Tak lama setelah itu kami sudah berada di depan pintu rumah Suhardi. Pemandangan yang mengiris hati tersaji. Suhardi ngesot dengan susah payah menuju kamar mandi. Dia hendak kencing. Rintihannya menahan sakit terdengar begitu jelas keluar dari mulutnya.
“Assalamualaikum”, kataku.
“Waalaikum salam”, jawab Saerani yang merupakan saudari sulung Suhardi.
Saerani mempersilakan kami duduk, kemudian membuka obrolan dengan menceritakan kejadian yang tak kami ketahui.

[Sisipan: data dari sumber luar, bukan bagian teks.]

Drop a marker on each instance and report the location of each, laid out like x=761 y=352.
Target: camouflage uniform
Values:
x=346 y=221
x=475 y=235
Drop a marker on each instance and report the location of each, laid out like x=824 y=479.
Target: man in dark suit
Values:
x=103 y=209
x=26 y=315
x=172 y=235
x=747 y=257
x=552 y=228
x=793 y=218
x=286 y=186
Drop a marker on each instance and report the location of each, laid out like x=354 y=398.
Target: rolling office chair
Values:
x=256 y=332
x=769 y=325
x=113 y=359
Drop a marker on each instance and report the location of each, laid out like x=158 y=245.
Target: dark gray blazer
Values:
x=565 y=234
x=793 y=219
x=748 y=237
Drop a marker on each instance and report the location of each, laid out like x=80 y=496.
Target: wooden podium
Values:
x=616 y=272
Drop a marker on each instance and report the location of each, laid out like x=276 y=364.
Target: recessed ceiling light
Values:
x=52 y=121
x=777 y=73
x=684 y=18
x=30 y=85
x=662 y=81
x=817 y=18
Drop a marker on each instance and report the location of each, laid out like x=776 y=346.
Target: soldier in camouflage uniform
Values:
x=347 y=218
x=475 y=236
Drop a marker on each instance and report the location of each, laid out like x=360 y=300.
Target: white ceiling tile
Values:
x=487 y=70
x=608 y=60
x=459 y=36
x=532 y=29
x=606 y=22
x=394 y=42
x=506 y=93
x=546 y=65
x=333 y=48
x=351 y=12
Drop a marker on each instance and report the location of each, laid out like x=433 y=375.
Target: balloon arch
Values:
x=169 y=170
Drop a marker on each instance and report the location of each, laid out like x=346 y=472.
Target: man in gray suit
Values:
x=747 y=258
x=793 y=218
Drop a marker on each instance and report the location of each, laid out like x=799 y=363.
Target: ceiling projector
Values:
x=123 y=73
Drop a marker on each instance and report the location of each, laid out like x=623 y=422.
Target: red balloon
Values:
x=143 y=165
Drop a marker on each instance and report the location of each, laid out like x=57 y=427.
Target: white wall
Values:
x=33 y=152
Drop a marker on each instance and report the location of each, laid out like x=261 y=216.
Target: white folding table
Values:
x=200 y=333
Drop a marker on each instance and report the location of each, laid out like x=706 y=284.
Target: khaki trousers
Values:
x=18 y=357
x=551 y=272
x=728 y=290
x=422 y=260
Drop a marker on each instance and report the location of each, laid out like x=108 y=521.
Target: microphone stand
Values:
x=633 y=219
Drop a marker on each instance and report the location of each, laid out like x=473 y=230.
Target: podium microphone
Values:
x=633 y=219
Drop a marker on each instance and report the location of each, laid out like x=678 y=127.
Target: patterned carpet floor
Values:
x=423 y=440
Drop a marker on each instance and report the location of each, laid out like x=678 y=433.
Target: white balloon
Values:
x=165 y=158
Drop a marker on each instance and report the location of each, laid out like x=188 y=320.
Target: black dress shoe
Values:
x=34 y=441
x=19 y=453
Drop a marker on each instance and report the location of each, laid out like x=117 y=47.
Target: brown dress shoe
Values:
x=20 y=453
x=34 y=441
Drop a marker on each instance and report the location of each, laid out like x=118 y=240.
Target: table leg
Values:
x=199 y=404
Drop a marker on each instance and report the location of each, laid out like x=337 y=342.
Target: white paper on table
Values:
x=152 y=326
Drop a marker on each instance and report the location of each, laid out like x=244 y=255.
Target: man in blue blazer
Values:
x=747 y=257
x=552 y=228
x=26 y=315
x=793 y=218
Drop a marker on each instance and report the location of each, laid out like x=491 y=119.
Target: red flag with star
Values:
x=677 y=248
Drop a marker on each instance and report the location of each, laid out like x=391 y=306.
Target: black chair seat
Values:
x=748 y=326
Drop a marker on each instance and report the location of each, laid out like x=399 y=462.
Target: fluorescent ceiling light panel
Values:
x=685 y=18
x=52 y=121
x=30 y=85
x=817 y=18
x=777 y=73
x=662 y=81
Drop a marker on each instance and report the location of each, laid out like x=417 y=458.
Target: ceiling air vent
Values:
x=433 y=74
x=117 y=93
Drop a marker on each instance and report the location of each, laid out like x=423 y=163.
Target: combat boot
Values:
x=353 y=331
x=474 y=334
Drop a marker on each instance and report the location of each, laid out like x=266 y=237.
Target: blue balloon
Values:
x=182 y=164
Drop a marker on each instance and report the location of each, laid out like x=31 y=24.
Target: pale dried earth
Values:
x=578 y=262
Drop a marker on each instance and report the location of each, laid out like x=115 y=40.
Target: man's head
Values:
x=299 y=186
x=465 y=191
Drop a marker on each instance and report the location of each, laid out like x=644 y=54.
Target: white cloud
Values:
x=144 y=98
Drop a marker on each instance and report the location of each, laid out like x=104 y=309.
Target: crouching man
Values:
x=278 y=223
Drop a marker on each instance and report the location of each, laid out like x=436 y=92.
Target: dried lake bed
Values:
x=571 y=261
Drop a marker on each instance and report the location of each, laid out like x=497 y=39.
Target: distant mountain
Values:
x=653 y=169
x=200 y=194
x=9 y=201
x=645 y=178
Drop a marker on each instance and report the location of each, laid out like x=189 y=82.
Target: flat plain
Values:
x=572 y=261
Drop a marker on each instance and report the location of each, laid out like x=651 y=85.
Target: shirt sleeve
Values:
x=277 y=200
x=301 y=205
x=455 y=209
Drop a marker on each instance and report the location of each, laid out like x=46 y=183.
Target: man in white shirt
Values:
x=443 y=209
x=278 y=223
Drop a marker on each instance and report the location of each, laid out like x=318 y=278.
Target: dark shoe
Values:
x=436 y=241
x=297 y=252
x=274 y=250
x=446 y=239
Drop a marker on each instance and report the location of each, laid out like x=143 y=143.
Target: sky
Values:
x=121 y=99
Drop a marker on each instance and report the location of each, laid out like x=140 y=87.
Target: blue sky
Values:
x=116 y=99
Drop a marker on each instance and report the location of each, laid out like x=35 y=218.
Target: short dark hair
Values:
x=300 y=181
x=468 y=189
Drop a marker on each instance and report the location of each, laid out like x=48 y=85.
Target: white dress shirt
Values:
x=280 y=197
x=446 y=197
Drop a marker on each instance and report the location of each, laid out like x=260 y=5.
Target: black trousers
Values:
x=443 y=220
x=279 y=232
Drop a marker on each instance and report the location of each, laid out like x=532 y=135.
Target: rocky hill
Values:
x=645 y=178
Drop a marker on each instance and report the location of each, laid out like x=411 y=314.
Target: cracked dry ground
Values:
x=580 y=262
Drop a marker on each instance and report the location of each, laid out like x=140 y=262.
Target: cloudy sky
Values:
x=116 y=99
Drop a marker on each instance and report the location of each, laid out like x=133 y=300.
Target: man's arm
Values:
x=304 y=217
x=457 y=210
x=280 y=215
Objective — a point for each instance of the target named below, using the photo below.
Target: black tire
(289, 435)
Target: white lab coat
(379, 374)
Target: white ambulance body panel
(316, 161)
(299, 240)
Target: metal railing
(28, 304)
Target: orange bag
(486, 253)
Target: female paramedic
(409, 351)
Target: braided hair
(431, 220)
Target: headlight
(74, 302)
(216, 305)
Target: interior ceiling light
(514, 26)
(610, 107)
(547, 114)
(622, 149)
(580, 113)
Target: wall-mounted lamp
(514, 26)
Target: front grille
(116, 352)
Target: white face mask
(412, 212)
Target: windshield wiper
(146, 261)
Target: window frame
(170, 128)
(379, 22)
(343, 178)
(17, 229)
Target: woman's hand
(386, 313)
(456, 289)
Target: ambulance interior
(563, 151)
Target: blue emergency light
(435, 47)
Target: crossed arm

“Lamun sita ite kek jigah e, laguq lamun sita uleq dearaq tau kenaq isiq e. Baruq naken e ribut mele e belewas e”, kata Saerani.
“Ni siq jaga-jaga ning e ngemut olong”, kataku sambil menyodorkan obat pereda nyeri kepada Suhardi.
Muji datang dan tak lama kemudian satu per satu teman berdatangan. Hingga rumah itu begitu ramai. Bahkan Usen and the gank pun datang namun mereka cuma melihat-lihat sebentar kemudian pergi karena tak tertampung oleh ruang tamu itu. Aswadi, Fajri, Saya, dan Suhardi pun sempat bercanda. Kejadian itu mengundang pernyataan ibu Suhardi.
“Ya ampoqko tunaq gitaq sita uleq, sengaq adeq e pati rasanin sakit e lamun sita eleq tene”, kata beliau.
***
Singkat cerita aku sudah di rumah, ku putuskan untuk menulis catatan harian ini. Hampir jam satu dini hari aku masih asyik menulis. Tiba-tiba notebook mati, sempat kesal karena catatan yang hampir rampung itu hilang. Untungnya autosaved-nya aktif sehingga tulisan itu bisa “diselamatkan”. Setelah memastikan tulisan ini tersimpan, aku istirahat karena besok jam enam pagi ku harus siaran. Akan tetapi satu jam berlalu aku belum bisa tidur juga. Aku kepikiran dengan rasa sakit yang dirasakan Suhardi. Ku kirimi dia pesan singkat.
“Olong adekko iniq tidem indeng sakit e ngumutan naen deq te. Maap beleq-beleq olong atas musibah saq adeqta pada meleang ni”, begitulah bunyi pesan singkatku padanya.
“Wa dendeq pikirang laloq olong! Embe bae tan ta, waq ia mula perjanjianta”, balasan SMS Suhardi  paginya.